For the soldiers pushing into the second ring, this was no longer merely an operation or a strategic advance, but a reckoning, a battle carved into their bones long before they had ever stepped onto this battlefield, fought for the pride stolen from them across generations, for ancestors erased from history, for names that had been silenced and banners that had been burned.

And so they fought like men who had already decided the cost.

Each inch was contested.

Each fallen comrade hardened the resolve of those behind him.

No one retreated.

No one yielded ground.

Blades dulled, armor cracked, formations bent, yet the Cult Army continued to press forward, discipline holding even as casualties mounted, soldiers stepping into gaps without hesitation, ranks closing with tactical precision as if loss itself had been accounted for long ago.

Years of preparation revealed themselves here.

Training that had seemed excessive, drills that had been repeated until they stripped men of ego and fear alike, now bore fruit as Legion Commanders barked orders across the chaos, their voices cutting clean through the roar of battle.

"Third cohort, wedge left!"

The command rippled instantly.

Shields shifted.

Spear lines angled.

What had been a flat advance twisted into a spearhead mid-charge, the formation tightening as it slammed into the flank of a Grandmaster unit that had overextended, the sudden pressure forcing the Righteous warriors backward as their line fractured under the unexpected angle.
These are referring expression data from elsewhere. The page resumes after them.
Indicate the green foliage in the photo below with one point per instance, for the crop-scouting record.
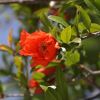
(72, 57)
(85, 17)
(75, 24)
(58, 19)
(66, 34)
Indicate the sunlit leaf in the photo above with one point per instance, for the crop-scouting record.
(66, 34)
(94, 27)
(72, 58)
(58, 19)
(85, 17)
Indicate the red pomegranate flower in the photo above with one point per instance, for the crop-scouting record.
(40, 45)
(46, 71)
(34, 84)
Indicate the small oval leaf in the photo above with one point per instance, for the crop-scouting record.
(66, 34)
(58, 19)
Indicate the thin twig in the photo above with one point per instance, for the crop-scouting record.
(89, 70)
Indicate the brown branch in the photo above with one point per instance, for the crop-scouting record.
(25, 1)
(89, 70)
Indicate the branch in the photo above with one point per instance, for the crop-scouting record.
(96, 34)
(89, 70)
(24, 1)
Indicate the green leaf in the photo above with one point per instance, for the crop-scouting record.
(77, 40)
(38, 75)
(91, 6)
(6, 48)
(41, 11)
(58, 19)
(1, 90)
(66, 34)
(72, 58)
(81, 27)
(94, 27)
(50, 94)
(85, 17)
(97, 3)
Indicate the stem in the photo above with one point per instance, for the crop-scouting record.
(89, 70)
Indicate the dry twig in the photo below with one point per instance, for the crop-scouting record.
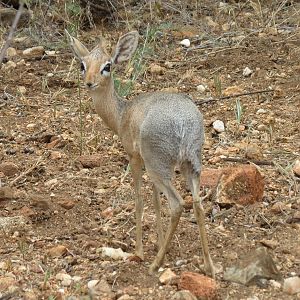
(11, 32)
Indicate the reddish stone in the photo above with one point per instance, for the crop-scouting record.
(199, 285)
(210, 177)
(9, 168)
(240, 185)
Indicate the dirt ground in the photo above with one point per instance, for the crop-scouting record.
(46, 127)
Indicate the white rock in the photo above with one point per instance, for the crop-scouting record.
(275, 284)
(9, 65)
(66, 279)
(218, 126)
(185, 43)
(201, 88)
(247, 72)
(22, 89)
(114, 253)
(11, 52)
(167, 276)
(292, 285)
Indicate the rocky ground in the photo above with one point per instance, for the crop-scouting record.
(66, 188)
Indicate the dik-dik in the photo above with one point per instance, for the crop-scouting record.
(158, 131)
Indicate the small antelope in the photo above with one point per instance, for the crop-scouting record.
(158, 130)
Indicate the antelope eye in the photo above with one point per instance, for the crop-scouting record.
(106, 68)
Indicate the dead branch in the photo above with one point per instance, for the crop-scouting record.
(233, 96)
(247, 161)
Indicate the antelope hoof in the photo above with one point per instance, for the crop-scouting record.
(153, 268)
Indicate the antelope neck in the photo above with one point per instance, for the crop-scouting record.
(109, 105)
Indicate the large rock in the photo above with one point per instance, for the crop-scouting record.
(253, 267)
(199, 285)
(235, 185)
(292, 285)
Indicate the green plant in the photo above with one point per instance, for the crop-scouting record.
(218, 85)
(74, 14)
(23, 246)
(238, 111)
(137, 63)
(80, 112)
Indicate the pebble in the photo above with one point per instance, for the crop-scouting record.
(186, 43)
(11, 52)
(167, 277)
(66, 279)
(66, 203)
(296, 167)
(261, 111)
(114, 253)
(51, 182)
(275, 284)
(218, 126)
(22, 89)
(6, 282)
(291, 285)
(156, 69)
(9, 168)
(253, 151)
(57, 251)
(31, 127)
(183, 295)
(247, 72)
(201, 88)
(55, 155)
(9, 65)
(262, 127)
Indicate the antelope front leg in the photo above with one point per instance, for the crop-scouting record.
(136, 168)
(157, 208)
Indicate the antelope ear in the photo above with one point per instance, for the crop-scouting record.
(125, 48)
(77, 47)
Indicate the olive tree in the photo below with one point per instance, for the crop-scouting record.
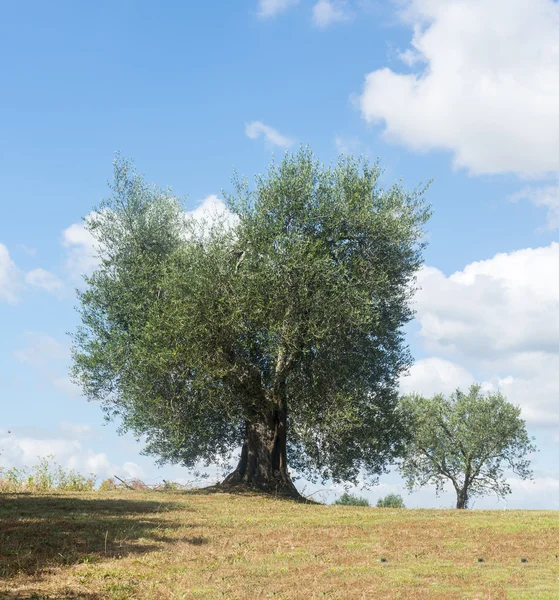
(276, 330)
(469, 440)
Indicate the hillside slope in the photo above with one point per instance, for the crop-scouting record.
(155, 545)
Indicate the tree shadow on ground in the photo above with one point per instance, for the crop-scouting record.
(245, 490)
(39, 532)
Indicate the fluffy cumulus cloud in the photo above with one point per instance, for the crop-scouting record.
(431, 376)
(44, 280)
(484, 84)
(24, 451)
(495, 319)
(546, 197)
(40, 349)
(211, 210)
(81, 250)
(327, 12)
(271, 136)
(49, 360)
(10, 283)
(271, 8)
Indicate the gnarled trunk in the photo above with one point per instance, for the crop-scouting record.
(462, 498)
(263, 462)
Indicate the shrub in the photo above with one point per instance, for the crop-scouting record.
(391, 501)
(351, 500)
(108, 485)
(46, 476)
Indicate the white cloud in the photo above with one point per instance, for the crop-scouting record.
(10, 283)
(272, 137)
(81, 247)
(327, 12)
(24, 451)
(211, 210)
(40, 349)
(44, 280)
(504, 305)
(28, 250)
(350, 145)
(432, 376)
(486, 87)
(547, 197)
(496, 319)
(271, 8)
(77, 430)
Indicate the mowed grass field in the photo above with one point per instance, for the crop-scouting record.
(155, 545)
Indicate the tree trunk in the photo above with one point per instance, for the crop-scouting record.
(263, 462)
(462, 498)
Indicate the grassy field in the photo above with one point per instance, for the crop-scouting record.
(154, 545)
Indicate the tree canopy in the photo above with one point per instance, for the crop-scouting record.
(277, 330)
(468, 440)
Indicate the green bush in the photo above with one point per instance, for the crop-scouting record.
(391, 501)
(351, 500)
(46, 476)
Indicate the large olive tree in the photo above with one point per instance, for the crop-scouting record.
(277, 330)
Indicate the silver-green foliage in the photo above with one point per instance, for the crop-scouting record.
(391, 501)
(469, 440)
(347, 499)
(188, 331)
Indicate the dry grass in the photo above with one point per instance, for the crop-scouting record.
(154, 545)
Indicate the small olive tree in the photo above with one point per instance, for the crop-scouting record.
(467, 439)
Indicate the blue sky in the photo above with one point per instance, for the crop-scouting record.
(191, 91)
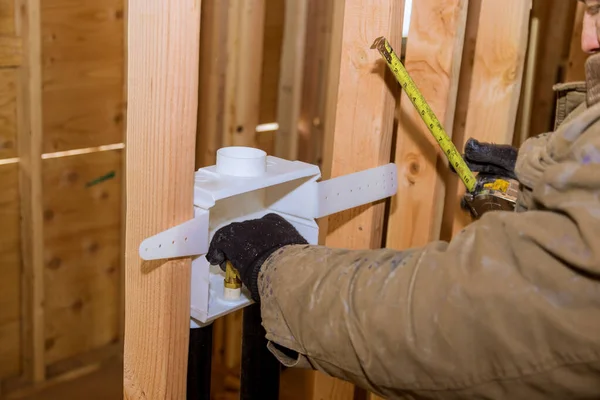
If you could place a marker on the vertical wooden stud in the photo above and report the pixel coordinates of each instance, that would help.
(361, 123)
(244, 68)
(161, 129)
(290, 78)
(311, 122)
(30, 182)
(213, 59)
(495, 85)
(433, 59)
(556, 18)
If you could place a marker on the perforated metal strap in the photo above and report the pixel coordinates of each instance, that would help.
(354, 190)
(184, 240)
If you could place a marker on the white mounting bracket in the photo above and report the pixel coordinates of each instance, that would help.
(245, 184)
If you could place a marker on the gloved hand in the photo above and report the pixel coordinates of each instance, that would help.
(487, 158)
(248, 244)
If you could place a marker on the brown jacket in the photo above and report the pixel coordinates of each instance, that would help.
(509, 309)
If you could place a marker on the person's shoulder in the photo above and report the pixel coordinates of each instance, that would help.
(573, 147)
(577, 140)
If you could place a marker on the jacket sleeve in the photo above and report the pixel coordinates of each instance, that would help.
(508, 309)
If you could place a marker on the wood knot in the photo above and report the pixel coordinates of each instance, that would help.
(49, 343)
(93, 247)
(77, 305)
(413, 168)
(72, 176)
(48, 215)
(54, 263)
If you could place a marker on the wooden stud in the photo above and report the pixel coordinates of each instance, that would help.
(361, 121)
(311, 122)
(30, 182)
(433, 59)
(213, 58)
(161, 131)
(526, 107)
(10, 52)
(83, 63)
(11, 318)
(495, 86)
(290, 78)
(556, 19)
(244, 68)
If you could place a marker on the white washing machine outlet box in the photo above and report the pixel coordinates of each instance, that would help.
(245, 184)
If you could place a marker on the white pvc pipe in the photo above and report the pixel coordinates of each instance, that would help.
(241, 161)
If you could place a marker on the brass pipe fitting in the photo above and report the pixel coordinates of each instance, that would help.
(232, 282)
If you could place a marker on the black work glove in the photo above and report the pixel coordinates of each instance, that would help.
(248, 244)
(491, 159)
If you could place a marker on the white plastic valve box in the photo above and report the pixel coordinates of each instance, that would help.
(245, 184)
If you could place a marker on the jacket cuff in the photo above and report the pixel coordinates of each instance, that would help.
(289, 358)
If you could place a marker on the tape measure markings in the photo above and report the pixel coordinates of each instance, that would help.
(426, 113)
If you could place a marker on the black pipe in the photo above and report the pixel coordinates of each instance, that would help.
(199, 363)
(260, 368)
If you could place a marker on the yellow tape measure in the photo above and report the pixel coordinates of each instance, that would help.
(426, 113)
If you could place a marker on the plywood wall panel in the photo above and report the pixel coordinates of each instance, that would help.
(8, 112)
(82, 252)
(10, 271)
(83, 72)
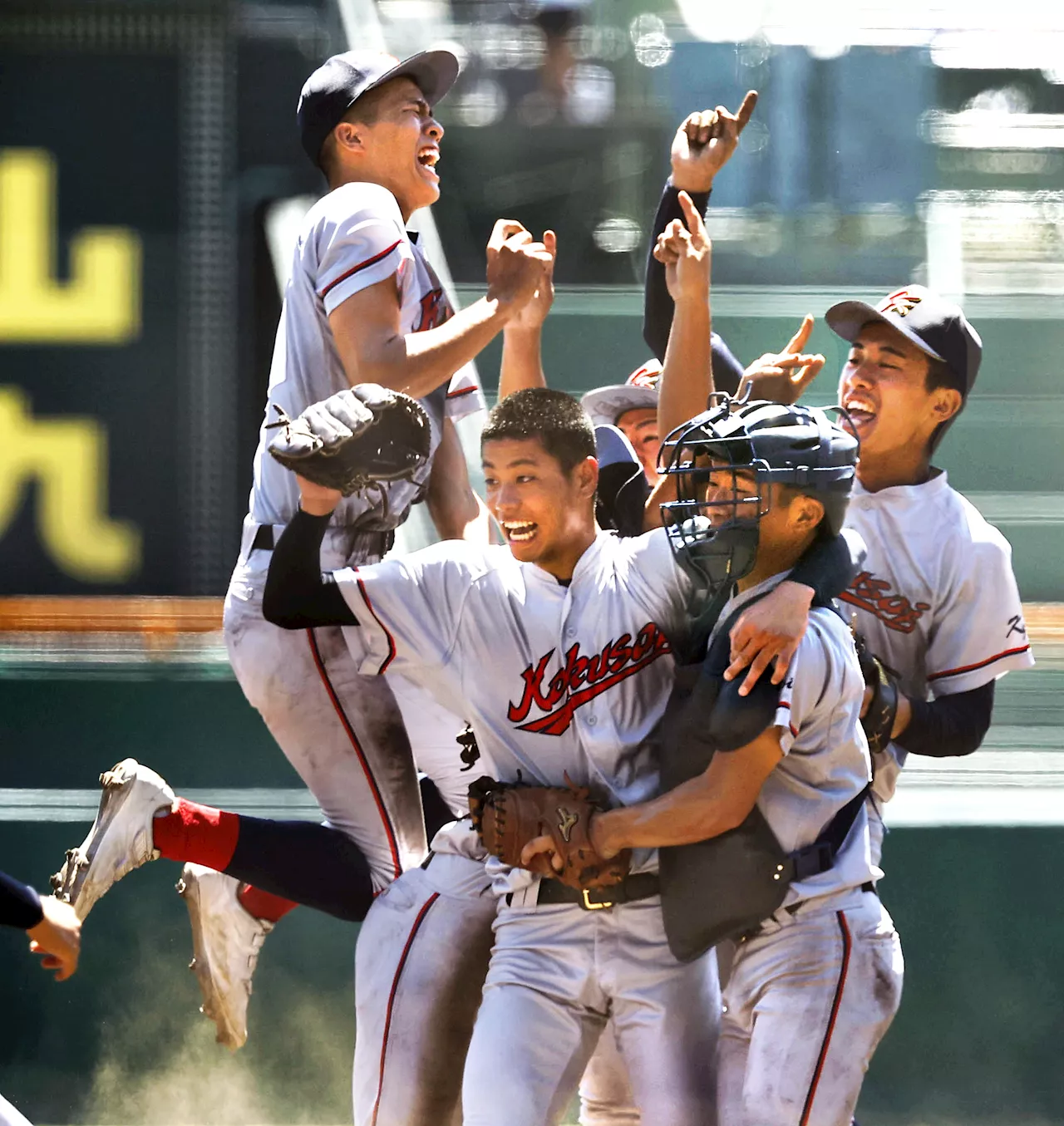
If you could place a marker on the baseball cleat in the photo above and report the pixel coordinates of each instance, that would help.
(121, 838)
(225, 948)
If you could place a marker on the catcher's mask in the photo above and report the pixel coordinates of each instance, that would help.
(723, 462)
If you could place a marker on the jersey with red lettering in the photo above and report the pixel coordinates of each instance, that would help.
(553, 679)
(937, 600)
(352, 238)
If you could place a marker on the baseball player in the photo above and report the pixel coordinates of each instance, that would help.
(814, 986)
(362, 304)
(936, 602)
(512, 632)
(54, 932)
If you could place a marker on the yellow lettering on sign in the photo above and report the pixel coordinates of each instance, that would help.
(101, 301)
(67, 459)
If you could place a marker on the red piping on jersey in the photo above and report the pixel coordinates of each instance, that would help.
(794, 730)
(362, 266)
(847, 946)
(387, 1015)
(978, 665)
(391, 656)
(374, 789)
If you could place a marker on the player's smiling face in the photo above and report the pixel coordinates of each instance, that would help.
(884, 389)
(400, 149)
(546, 514)
(640, 427)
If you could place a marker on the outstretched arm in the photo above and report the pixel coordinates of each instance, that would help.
(702, 146)
(686, 376)
(521, 338)
(374, 348)
(298, 596)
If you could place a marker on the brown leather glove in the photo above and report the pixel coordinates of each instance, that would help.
(507, 817)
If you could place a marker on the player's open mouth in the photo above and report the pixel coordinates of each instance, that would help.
(428, 159)
(860, 411)
(518, 532)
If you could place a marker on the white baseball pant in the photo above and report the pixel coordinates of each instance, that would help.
(419, 968)
(807, 1002)
(342, 731)
(9, 1116)
(558, 974)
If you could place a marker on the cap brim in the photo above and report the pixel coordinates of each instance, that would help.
(435, 72)
(848, 317)
(612, 447)
(607, 405)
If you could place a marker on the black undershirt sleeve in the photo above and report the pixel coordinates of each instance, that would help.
(829, 565)
(298, 596)
(658, 307)
(19, 903)
(950, 725)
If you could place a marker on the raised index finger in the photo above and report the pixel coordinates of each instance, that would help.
(502, 230)
(800, 338)
(746, 111)
(690, 214)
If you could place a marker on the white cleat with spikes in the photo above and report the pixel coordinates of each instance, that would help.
(121, 838)
(225, 948)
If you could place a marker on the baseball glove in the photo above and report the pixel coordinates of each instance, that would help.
(879, 717)
(355, 438)
(507, 817)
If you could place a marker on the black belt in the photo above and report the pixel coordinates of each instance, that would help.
(793, 909)
(632, 888)
(264, 539)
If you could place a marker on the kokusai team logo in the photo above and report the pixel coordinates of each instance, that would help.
(435, 311)
(582, 679)
(901, 302)
(875, 596)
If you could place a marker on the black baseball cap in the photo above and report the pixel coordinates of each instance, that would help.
(937, 327)
(342, 80)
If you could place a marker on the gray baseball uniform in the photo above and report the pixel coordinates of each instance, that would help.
(342, 731)
(558, 679)
(937, 602)
(813, 990)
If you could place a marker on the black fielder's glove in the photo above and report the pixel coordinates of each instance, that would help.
(364, 435)
(879, 717)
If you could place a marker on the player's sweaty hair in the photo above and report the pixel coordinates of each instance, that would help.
(555, 419)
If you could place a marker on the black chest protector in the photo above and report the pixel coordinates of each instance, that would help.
(727, 885)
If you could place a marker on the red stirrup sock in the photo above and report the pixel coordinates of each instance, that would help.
(197, 834)
(264, 904)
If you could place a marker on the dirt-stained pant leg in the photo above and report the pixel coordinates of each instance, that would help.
(555, 974)
(806, 1006)
(340, 731)
(667, 1017)
(9, 1116)
(606, 1097)
(419, 967)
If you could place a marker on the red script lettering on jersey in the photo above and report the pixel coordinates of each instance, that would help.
(435, 311)
(874, 595)
(582, 679)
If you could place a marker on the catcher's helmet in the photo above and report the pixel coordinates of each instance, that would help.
(717, 541)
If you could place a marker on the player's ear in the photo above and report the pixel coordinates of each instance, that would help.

"Rotate rear line forward, compress!"

The Cult soldiers responded as one, fresh fighters surging into the breach while wounded units peeled back without disrupting momentum, the rotation so clean that the enemy barely had time to register the change before they were being driven back step by step.

The tide shifted, slowly, painfully, but undeniably.

The second ring did not collapse under the initial assault, but slowly it began to bend.

And as steel rang against steel and the battlefield churned beneath their feet, the Cult Army proved what years of preparation had forged them into, an army that did not rely on miracles or singular heroes, but on cohesion, adaptation, and an unyielding will to advance.

This was their redemption war.

And they intended to carve their way through every ring that stood between them and the end.